The richest 1% know the secrets to building wealth, and nothing makes that more evident than the statistics about how they stack up to the 99% that most of us belong to. Though we may never join them, many of us can't help but be curious about how these wealthy folks live. Here are five surprising statistics about the richest 1% along with some tips on how to increase your own net worth.
1. It takes an annual income of $421,926 to join the 1% in the U.S.
When we think of the 1%, we often think of people raking in seven figures a year, but it only takes the comparatively modest figure of $421,926 to join the 1% in the U.S., according to data from the Economic Policy Institute (EPI). That's an average of about $35,161 per month or about $1,156 per day.
Being in the 1% of your state may cost more or less than this, though. Connecticut residents will need to earn a whopping $700,800 per year to join this elite group while Mississippi residents can join the 1% with a mere $254,362 in annual income.
2. The richest 1% earn 26.3 times more than the bottom 99%.

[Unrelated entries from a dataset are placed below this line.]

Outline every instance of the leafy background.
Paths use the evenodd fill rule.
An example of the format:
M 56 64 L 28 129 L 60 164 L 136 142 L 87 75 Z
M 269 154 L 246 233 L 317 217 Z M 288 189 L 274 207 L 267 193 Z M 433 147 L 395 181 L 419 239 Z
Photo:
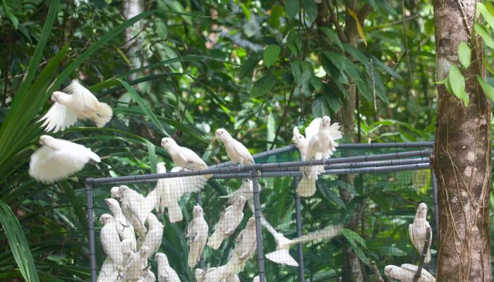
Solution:
M 88 280 L 84 179 L 152 172 L 157 161 L 169 166 L 169 156 L 159 146 L 164 136 L 194 148 L 210 164 L 227 160 L 219 145 L 210 141 L 219 127 L 243 140 L 251 152 L 262 152 L 290 144 L 292 127 L 303 128 L 315 116 L 329 115 L 342 122 L 349 114 L 344 110 L 349 103 L 347 91 L 356 87 L 358 106 L 351 109 L 356 113 L 351 123 L 355 134 L 345 136 L 345 142 L 433 140 L 436 92 L 431 4 L 356 1 L 355 11 L 349 11 L 340 2 L 3 0 L 0 222 L 5 232 L 0 233 L 0 279 Z M 363 11 L 367 11 L 365 20 L 359 13 Z M 351 23 L 352 13 L 361 21 L 356 25 L 356 44 L 344 40 L 337 27 Z M 328 22 L 335 17 L 336 25 Z M 488 50 L 486 65 L 491 63 Z M 67 180 L 42 185 L 28 173 L 29 156 L 42 134 L 36 121 L 51 106 L 47 102 L 51 93 L 73 78 L 109 103 L 114 118 L 104 128 L 79 123 L 54 136 L 90 147 L 103 161 Z M 492 85 L 491 78 L 487 81 Z M 409 178 L 401 177 L 405 182 Z M 398 181 L 400 177 L 377 178 L 387 180 L 384 182 L 390 183 L 381 186 L 392 189 L 389 179 Z M 373 196 L 367 194 L 373 193 L 370 189 L 355 201 L 368 202 L 369 213 L 375 209 L 394 214 L 394 209 L 400 209 L 409 217 L 413 204 L 424 199 L 430 202 L 430 194 L 423 188 L 429 180 L 424 179 L 419 189 L 410 192 L 413 195 L 404 196 L 411 202 L 406 204 L 382 197 L 379 189 Z M 291 185 L 288 180 L 277 181 L 285 182 L 267 185 Z M 141 188 L 143 192 L 147 188 Z M 349 203 L 339 199 L 341 190 L 330 190 L 332 200 L 318 194 L 315 204 L 304 204 L 304 216 L 317 218 L 323 204 L 318 201 L 325 200 L 325 208 L 351 215 Z M 107 197 L 104 191 L 95 197 Z M 279 208 L 275 201 L 279 196 L 265 195 L 267 209 Z M 215 205 L 212 209 L 223 204 L 214 197 L 209 204 Z M 399 264 L 396 257 L 403 254 L 397 250 L 406 252 L 403 261 L 409 262 L 411 249 L 403 233 L 409 221 L 380 219 L 384 226 L 399 231 L 393 233 L 397 250 L 377 253 L 368 241 L 366 246 L 357 245 L 381 269 L 391 262 Z M 166 230 L 183 240 L 179 236 L 182 229 L 177 228 Z M 294 232 L 289 226 L 286 230 Z M 378 241 L 390 233 L 373 235 Z M 368 238 L 365 233 L 355 238 Z M 321 254 L 339 261 L 340 247 L 322 245 L 325 252 Z M 308 278 L 318 271 L 342 274 L 339 264 L 318 263 L 315 253 L 308 257 L 313 263 L 307 262 Z M 371 273 L 368 266 L 365 269 Z M 279 270 L 270 271 L 287 279 L 291 277 L 287 271 L 294 271 Z M 182 274 L 188 275 L 186 270 Z M 313 281 L 325 281 L 322 279 Z

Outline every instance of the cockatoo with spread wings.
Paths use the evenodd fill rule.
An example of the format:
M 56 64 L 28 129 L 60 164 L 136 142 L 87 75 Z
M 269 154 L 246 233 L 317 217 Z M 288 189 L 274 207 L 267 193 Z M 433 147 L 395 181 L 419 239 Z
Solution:
M 388 265 L 384 268 L 384 274 L 402 282 L 413 282 L 417 270 L 418 266 L 414 264 L 402 264 L 402 267 Z M 426 269 L 422 269 L 418 282 L 435 282 L 435 278 Z
M 42 135 L 40 144 L 29 163 L 29 175 L 40 182 L 53 183 L 82 171 L 90 161 L 101 161 L 90 149 L 63 139 Z
M 171 168 L 171 172 L 181 170 L 180 167 L 174 167 Z M 156 171 L 158 173 L 166 173 L 164 163 L 159 163 Z M 170 222 L 181 221 L 183 216 L 179 200 L 185 194 L 200 192 L 206 185 L 207 182 L 207 178 L 205 176 L 159 179 L 156 185 L 156 190 L 159 191 L 159 195 L 158 212 L 162 213 L 167 207 Z
M 272 235 L 276 241 L 276 251 L 266 254 L 269 260 L 280 264 L 291 266 L 298 266 L 299 263 L 289 253 L 290 247 L 299 244 L 317 240 L 329 240 L 342 234 L 343 226 L 340 225 L 330 226 L 324 229 L 303 235 L 294 239 L 288 239 L 283 234 L 278 233 L 270 225 L 264 225 L 269 233 Z
M 40 121 L 44 122 L 41 127 L 47 132 L 64 131 L 73 125 L 78 119 L 91 120 L 96 126 L 104 126 L 113 115 L 112 108 L 107 103 L 100 102 L 78 80 L 64 90 L 52 94 L 54 102 Z
M 423 245 L 426 243 L 428 227 L 429 228 L 430 228 L 429 223 L 427 221 L 427 204 L 421 203 L 415 214 L 414 223 L 409 224 L 408 226 L 408 231 L 410 235 L 411 243 L 421 254 L 423 250 Z M 432 244 L 432 229 L 430 230 L 430 236 L 429 237 L 429 248 L 427 250 L 427 254 L 423 260 L 424 262 L 430 262 L 430 244 Z
M 234 164 L 246 165 L 254 164 L 254 159 L 248 152 L 248 149 L 243 144 L 231 137 L 230 133 L 224 128 L 217 129 L 215 136 L 224 145 L 227 154 L 228 154 Z

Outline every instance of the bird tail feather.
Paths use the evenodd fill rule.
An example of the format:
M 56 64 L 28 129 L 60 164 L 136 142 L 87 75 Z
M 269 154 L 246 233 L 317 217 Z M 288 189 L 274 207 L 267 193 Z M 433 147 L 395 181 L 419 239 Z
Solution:
M 95 115 L 94 121 L 96 123 L 96 126 L 99 128 L 102 128 L 105 124 L 108 123 L 112 119 L 113 116 L 113 110 L 108 106 L 108 104 L 100 102 L 100 106 L 98 107 L 98 111 Z
M 224 238 L 220 232 L 215 230 L 212 235 L 211 235 L 211 237 L 210 237 L 210 240 L 207 241 L 207 245 L 211 247 L 213 250 L 218 250 L 222 243 L 223 243 L 223 240 Z

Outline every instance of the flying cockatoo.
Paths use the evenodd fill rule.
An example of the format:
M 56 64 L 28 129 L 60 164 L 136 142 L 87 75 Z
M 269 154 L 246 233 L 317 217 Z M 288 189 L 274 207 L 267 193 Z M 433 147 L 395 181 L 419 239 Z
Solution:
M 240 196 L 235 202 L 226 208 L 221 214 L 218 223 L 215 226 L 215 232 L 210 237 L 207 245 L 217 250 L 223 240 L 233 234 L 235 229 L 243 219 L 243 206 L 246 198 Z
M 315 121 L 318 120 L 315 118 Z M 329 116 L 325 116 L 320 120 L 320 122 L 313 121 L 311 125 L 313 123 L 314 127 L 319 123 L 319 130 L 316 134 L 308 138 L 308 145 L 307 149 L 307 160 L 318 159 L 318 153 L 322 154 L 321 158 L 327 159 L 332 153 L 336 151 L 336 147 L 338 147 L 338 143 L 335 142 L 342 137 L 342 133 L 339 131 L 339 125 L 337 123 L 331 124 L 331 118 Z M 309 132 L 306 130 L 306 135 L 307 133 L 312 135 L 313 130 L 308 126 Z M 307 136 L 306 136 L 307 138 Z
M 414 276 L 418 270 L 418 266 L 414 264 L 404 264 L 402 267 L 396 265 L 388 265 L 384 268 L 384 274 L 393 279 L 402 282 L 413 282 Z M 418 282 L 435 282 L 435 278 L 426 269 L 422 269 Z
M 204 220 L 204 212 L 199 204 L 194 206 L 192 212 L 193 218 L 187 226 L 186 238 L 188 242 L 188 267 L 193 268 L 200 259 L 200 254 L 207 241 L 209 227 Z
M 115 219 L 108 214 L 100 217 L 100 223 L 103 224 L 100 233 L 100 240 L 103 250 L 113 262 L 115 268 L 121 271 L 124 268 L 124 257 L 121 249 L 121 241 L 116 232 Z
M 122 210 L 120 208 L 119 202 L 115 199 L 108 198 L 104 199 L 104 204 L 109 208 L 110 212 L 115 219 L 115 225 L 116 226 L 116 232 L 119 233 L 120 239 L 128 239 L 133 242 L 133 248 L 135 249 L 135 233 L 134 233 L 134 227 L 131 223 L 131 221 L 122 214 Z
M 255 235 L 255 219 L 251 217 L 247 221 L 247 226 L 236 238 L 236 244 L 234 249 L 240 263 L 245 263 L 255 252 L 257 238 Z
M 145 246 L 147 247 L 149 249 L 149 255 L 151 256 L 159 249 L 163 240 L 164 226 L 159 222 L 155 215 L 150 212 L 147 214 L 146 222 L 147 222 L 147 233 L 140 248 L 142 249 Z
M 47 132 L 64 131 L 76 123 L 78 119 L 91 120 L 102 128 L 112 119 L 113 111 L 107 103 L 100 102 L 78 80 L 73 80 L 64 90 L 52 94 L 54 103 L 40 121 Z
M 139 252 L 133 253 L 128 259 L 128 262 L 124 269 L 122 277 L 124 281 L 133 281 L 139 279 L 144 274 L 143 265 L 147 264 L 149 249 L 147 247 L 141 247 Z
M 265 255 L 269 260 L 280 264 L 298 266 L 299 263 L 291 257 L 290 247 L 293 245 L 317 240 L 329 240 L 342 234 L 343 226 L 331 226 L 324 229 L 303 235 L 294 239 L 288 239 L 283 234 L 277 232 L 272 227 L 267 228 L 276 241 L 276 251 Z
M 155 261 L 158 264 L 158 282 L 181 282 L 176 272 L 170 266 L 167 255 L 157 252 Z
M 410 235 L 411 243 L 421 254 L 423 250 L 423 245 L 426 243 L 427 228 L 430 228 L 426 217 L 427 204 L 421 203 L 418 205 L 418 208 L 417 208 L 417 212 L 415 214 L 414 223 L 408 226 L 408 232 Z M 429 247 L 427 250 L 426 259 L 423 260 L 425 262 L 430 262 L 430 244 L 432 244 L 432 229 L 430 230 L 430 236 L 429 237 Z
M 42 146 L 31 155 L 29 175 L 44 183 L 53 183 L 83 170 L 92 160 L 101 161 L 100 157 L 83 145 L 41 135 Z
M 227 149 L 227 154 L 228 154 L 228 157 L 231 160 L 232 164 L 237 164 L 239 165 L 254 164 L 254 159 L 252 157 L 247 147 L 231 137 L 230 133 L 225 130 L 224 128 L 216 130 L 215 136 L 224 145 L 224 148 Z
M 161 140 L 161 146 L 168 151 L 176 165 L 187 169 L 207 169 L 207 165 L 194 151 L 179 146 L 171 138 Z
M 180 167 L 174 167 L 171 168 L 171 172 L 180 171 L 181 169 Z M 161 162 L 157 165 L 157 172 L 167 172 L 164 163 Z M 207 179 L 204 176 L 159 179 L 155 189 L 159 194 L 158 212 L 162 212 L 167 207 L 170 222 L 181 221 L 183 216 L 179 200 L 184 194 L 200 192 L 207 182 Z

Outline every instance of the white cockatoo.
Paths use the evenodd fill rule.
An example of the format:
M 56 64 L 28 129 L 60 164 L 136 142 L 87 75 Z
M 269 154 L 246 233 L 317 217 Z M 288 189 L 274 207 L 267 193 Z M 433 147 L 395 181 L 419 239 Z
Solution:
M 180 171 L 181 169 L 180 167 L 174 167 L 171 168 L 171 172 Z M 166 172 L 164 163 L 159 163 L 157 165 L 157 173 Z M 185 194 L 200 192 L 206 185 L 207 182 L 207 179 L 204 176 L 158 179 L 155 189 L 159 194 L 158 212 L 162 212 L 164 208 L 167 207 L 170 222 L 181 221 L 183 216 L 179 200 Z
M 148 257 L 149 249 L 147 247 L 141 247 L 139 252 L 132 254 L 122 273 L 124 281 L 133 281 L 138 280 L 144 274 Z
M 294 239 L 287 238 L 270 226 L 267 229 L 275 238 L 276 251 L 266 254 L 266 258 L 277 264 L 298 266 L 299 263 L 290 255 L 291 246 L 301 243 L 331 240 L 342 234 L 343 226 L 341 225 L 327 226 L 324 229 L 311 232 Z
M 119 202 L 115 199 L 108 198 L 104 199 L 104 204 L 108 207 L 115 219 L 116 232 L 119 233 L 120 239 L 128 239 L 133 242 L 133 248 L 135 249 L 135 233 L 134 233 L 134 227 L 131 223 L 127 218 L 122 214 L 122 210 L 120 208 Z
M 53 92 L 52 101 L 54 103 L 40 120 L 44 121 L 41 127 L 45 131 L 64 131 L 78 119 L 91 120 L 96 126 L 102 128 L 112 119 L 112 108 L 107 103 L 99 102 L 78 80 L 72 80 L 63 91 Z
M 65 179 L 82 171 L 91 160 L 101 161 L 90 149 L 63 139 L 41 135 L 40 144 L 42 146 L 31 155 L 29 175 L 44 183 Z
M 317 121 L 315 118 L 315 121 Z M 307 160 L 310 161 L 312 159 L 317 159 L 318 154 L 322 154 L 320 157 L 323 159 L 327 159 L 336 151 L 336 147 L 338 147 L 338 143 L 335 142 L 343 136 L 342 133 L 339 131 L 339 125 L 337 123 L 331 124 L 331 118 L 329 116 L 325 116 L 320 120 L 320 121 L 313 121 L 314 125 L 313 126 L 315 127 L 318 123 L 319 123 L 319 130 L 316 134 L 311 136 L 308 139 L 308 145 L 307 148 Z M 308 126 L 309 132 L 312 132 L 311 125 Z M 307 135 L 307 129 L 306 130 L 306 135 Z M 311 133 L 309 134 L 312 134 Z M 306 136 L 307 137 L 307 136 Z
M 204 247 L 207 241 L 209 227 L 204 219 L 203 208 L 198 204 L 192 212 L 193 218 L 187 226 L 186 238 L 188 242 L 188 267 L 193 268 L 200 259 Z
M 147 247 L 149 249 L 149 255 L 152 256 L 158 251 L 159 246 L 161 246 L 164 226 L 159 222 L 155 215 L 150 212 L 147 214 L 146 222 L 147 223 L 147 233 L 146 233 L 146 237 L 140 246 L 140 249 L 145 246 Z
M 417 212 L 415 214 L 414 223 L 409 224 L 408 232 L 410 235 L 410 239 L 418 252 L 422 253 L 423 250 L 423 245 L 426 243 L 426 236 L 427 235 L 427 228 L 430 228 L 429 223 L 427 221 L 427 204 L 421 203 L 417 208 Z M 430 230 L 430 236 L 429 236 L 429 247 L 427 250 L 424 262 L 430 262 L 430 244 L 432 244 L 432 229 Z
M 207 169 L 206 163 L 194 151 L 179 146 L 173 139 L 162 139 L 161 146 L 168 152 L 177 166 L 187 169 Z
M 181 282 L 179 275 L 170 266 L 166 255 L 156 253 L 155 261 L 158 264 L 158 282 Z
M 103 262 L 103 265 L 101 266 L 98 277 L 96 282 L 114 282 L 119 277 L 119 271 L 116 270 L 113 261 L 109 257 Z
M 246 198 L 240 196 L 235 202 L 227 207 L 221 214 L 218 223 L 215 226 L 215 232 L 210 237 L 207 245 L 217 250 L 223 240 L 233 234 L 235 229 L 243 219 L 243 206 Z
M 306 135 L 307 137 L 304 137 L 299 132 L 299 128 L 296 126 L 294 128 L 292 141 L 295 146 L 299 148 L 300 157 L 302 161 L 307 161 L 308 140 L 317 133 L 317 131 L 314 132 L 312 130 L 314 129 L 314 124 L 315 121 L 313 121 L 311 125 L 306 128 Z M 319 129 L 318 126 L 316 129 Z M 318 157 L 315 158 L 320 159 L 321 155 L 322 154 L 319 154 Z M 324 166 L 301 166 L 300 170 L 302 171 L 302 178 L 297 185 L 296 191 L 301 197 L 311 197 L 315 193 L 315 180 L 318 180 L 319 174 L 324 172 Z
M 388 265 L 384 268 L 384 274 L 393 279 L 402 282 L 413 282 L 414 276 L 418 270 L 418 266 L 414 264 L 404 264 L 402 267 L 396 265 Z M 435 282 L 435 278 L 426 269 L 422 269 L 418 282 Z
M 121 240 L 116 232 L 116 222 L 113 216 L 104 214 L 100 217 L 100 223 L 103 224 L 100 233 L 100 240 L 104 253 L 113 262 L 115 268 L 123 269 L 124 256 L 121 248 Z
M 227 154 L 234 164 L 254 164 L 254 159 L 243 144 L 231 137 L 224 128 L 216 130 L 215 137 L 224 145 Z
M 134 226 L 139 237 L 144 238 L 146 233 L 144 223 L 147 215 L 156 207 L 157 202 L 149 201 L 149 197 L 144 197 L 138 192 L 126 185 L 121 185 L 117 194 L 120 197 L 122 213 Z
M 253 216 L 247 221 L 247 226 L 236 237 L 234 249 L 240 263 L 245 263 L 255 252 L 257 237 L 255 235 L 255 219 Z

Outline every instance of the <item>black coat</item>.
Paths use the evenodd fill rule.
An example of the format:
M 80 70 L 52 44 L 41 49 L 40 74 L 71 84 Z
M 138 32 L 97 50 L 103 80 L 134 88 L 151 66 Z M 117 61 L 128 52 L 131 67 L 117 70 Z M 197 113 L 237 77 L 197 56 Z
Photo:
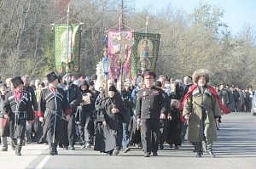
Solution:
M 111 112 L 113 104 L 119 109 L 119 113 Z M 119 115 L 125 118 L 126 114 L 122 99 L 117 99 L 115 96 L 113 99 L 105 98 L 100 102 L 96 117 L 95 150 L 108 152 L 115 148 Z M 107 125 L 104 126 L 102 121 L 106 121 Z
M 166 95 L 160 88 L 152 87 L 138 91 L 136 115 L 141 119 L 160 119 L 166 112 Z
M 16 101 L 14 92 L 6 94 L 3 115 L 9 116 L 9 136 L 12 138 L 25 137 L 26 121 L 34 118 L 29 93 L 23 91 L 21 99 Z

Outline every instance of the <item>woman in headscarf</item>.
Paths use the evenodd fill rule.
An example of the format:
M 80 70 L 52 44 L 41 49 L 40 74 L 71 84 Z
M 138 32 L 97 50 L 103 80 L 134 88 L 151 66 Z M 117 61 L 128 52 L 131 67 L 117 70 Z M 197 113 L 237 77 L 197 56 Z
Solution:
M 118 155 L 117 130 L 119 117 L 125 119 L 126 110 L 122 99 L 117 99 L 117 90 L 113 85 L 108 88 L 107 98 L 101 100 L 97 111 L 97 127 L 94 150 Z

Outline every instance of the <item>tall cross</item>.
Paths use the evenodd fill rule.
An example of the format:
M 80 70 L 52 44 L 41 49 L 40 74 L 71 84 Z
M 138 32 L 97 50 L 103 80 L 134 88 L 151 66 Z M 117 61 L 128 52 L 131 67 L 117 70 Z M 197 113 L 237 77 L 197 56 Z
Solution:
M 124 63 L 125 60 L 125 50 L 126 50 L 126 46 L 130 45 L 132 46 L 132 40 L 128 40 L 126 39 L 127 33 L 125 31 L 122 31 L 120 33 L 120 39 L 113 39 L 113 45 L 119 45 L 119 59 L 121 63 L 121 65 Z

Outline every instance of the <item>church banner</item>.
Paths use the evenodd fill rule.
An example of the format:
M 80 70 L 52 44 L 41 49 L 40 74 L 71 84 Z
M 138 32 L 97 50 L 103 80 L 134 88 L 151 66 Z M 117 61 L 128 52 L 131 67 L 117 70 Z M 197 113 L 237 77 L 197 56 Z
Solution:
M 61 73 L 63 71 L 63 68 L 66 68 L 67 64 L 70 70 L 79 71 L 81 41 L 80 25 L 70 24 L 68 27 L 68 37 L 67 34 L 67 25 L 60 24 L 55 25 L 55 65 L 57 72 Z
M 155 70 L 160 47 L 159 33 L 133 33 L 134 45 L 131 48 L 131 74 L 135 78 L 145 70 Z
M 108 32 L 108 55 L 110 59 L 109 77 L 119 79 L 123 75 L 131 76 L 131 52 L 132 46 L 131 31 L 109 31 Z

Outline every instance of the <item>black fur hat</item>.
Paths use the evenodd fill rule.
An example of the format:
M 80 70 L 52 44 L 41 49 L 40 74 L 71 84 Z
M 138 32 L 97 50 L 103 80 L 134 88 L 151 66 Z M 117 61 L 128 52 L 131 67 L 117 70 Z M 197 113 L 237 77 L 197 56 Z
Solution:
M 154 82 L 154 86 L 157 87 L 162 87 L 162 82 L 160 82 L 160 81 L 156 81 Z
M 113 91 L 113 92 L 116 92 L 116 87 L 113 86 L 113 85 L 111 85 L 108 88 L 108 91 Z
M 52 71 L 51 73 L 49 73 L 46 76 L 46 78 L 47 78 L 48 82 L 52 82 L 55 79 L 58 79 L 58 76 L 56 76 L 56 74 L 55 72 Z
M 15 76 L 14 78 L 12 78 L 11 82 L 12 82 L 13 86 L 14 86 L 15 88 L 16 88 L 20 84 L 24 84 L 24 82 L 23 82 L 20 76 Z
M 92 80 L 90 80 L 90 81 L 88 81 L 87 82 L 88 82 L 89 86 L 92 86 L 92 85 L 94 85 L 94 82 L 93 82 L 93 81 L 92 81 Z

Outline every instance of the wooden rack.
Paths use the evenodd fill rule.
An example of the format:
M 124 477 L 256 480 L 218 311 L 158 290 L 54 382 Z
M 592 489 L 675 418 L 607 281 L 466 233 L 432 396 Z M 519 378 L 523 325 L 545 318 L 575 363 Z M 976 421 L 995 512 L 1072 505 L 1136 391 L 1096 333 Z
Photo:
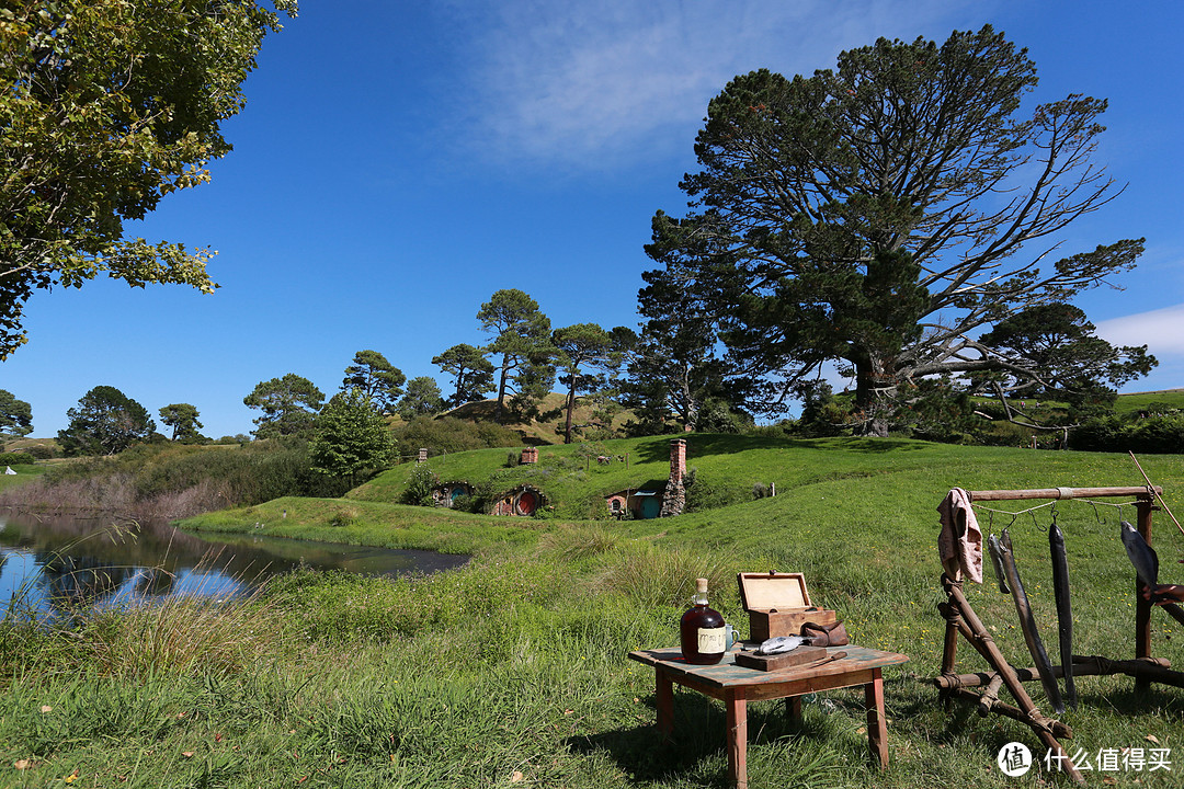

The average one-percenter can expect to earn almost $1,317,000 per year, according to the EPI study. By contrast, the average 99-percenter brings home just $50,107 per year. That puts the average 1% income about 26.3 times higher than the average income for the rest of the country.
This ratio also varies by state. New York has the largest income inequality gap with the top 1% taking home 44.4 times what the bottom 99% earn in that state. Alaska has the lowest income inequality gap. Its 1% only earns 12.3 times what its bottom 99% earn.
3. The top 1% holds 42.5% of the national wealth.
The wealthiest 1% of U.S. residents -- about 3.29 million people -- hold 42.5% of our national wealth, while the remaining 325.7 million people share the remaining 57.5%, according to Inequality.org.
No other country in the world has so much wealth concentrated in the hands of the few. In the Netherlands, which had the next-largest income inequality gap according to the Inequality.org survey, the 1% only holds 28% of the country's wealth.
4. The 1% earn 20% of the nation's income each year, but pay 37% of the taxes.
While the 1% may hold over 40% of the nation's wealth, they only earn about 19.7% of all income in the U.S. each year. But they pay 37.2% of all the nation's taxes, according to 2016 data from the Internal Revenue Service. Many argue they should pay even more taxes, but few realize how much they're already paying.
5. You might be among the richest 1% in the world.
Few of us will ever join the richest 1% in the nation, but we may already be among the richest 1% in the world without even knowing it. It only takes an annual income of $32,400 to join the world's richest 1%, according to Global Rich List. It would take workers in poor nations like Zimbabwe 31 years to earn this amount. Something to think about next time you're envious of those who have more money than you.
You may never join the 1%, but you can still grow your wealth
You don't need to join the 1% to feel wealthy or to improve your living situation. Even an extra $100 or $200 per month can make a difference in your life, and it could bump up your annual salary by a few thousand dollars too.
There are more opportunities than ever to grow your wealth. You could go the traditional route and work overtime or pursue promotions at your existing job, or you could try something new by starting a side business. This might be driving for a ridesharing service, walking dogs, or selling handmade items online.
Investing is one of the best ways to grow your wealth, and it doesn't have to require a lot of work or research. With the rise of robo-advisors, you don't have to know much about investing to get started. You could also consult with a financial advisor who can offer individualized recommendations based on your goals and timeline. Just make sure you choose a fee-only advisor, not a fee-based advisor. Fee-based advisors can earn commissions for recommending certain investments that may or may not suit you.
Money is always going to be a part of our lives and we'll probably always be somewhat envious of the 1% who don't have to worry about it. But with diligence and planning, we too can grow our wealth and begin to live a more luxurious life.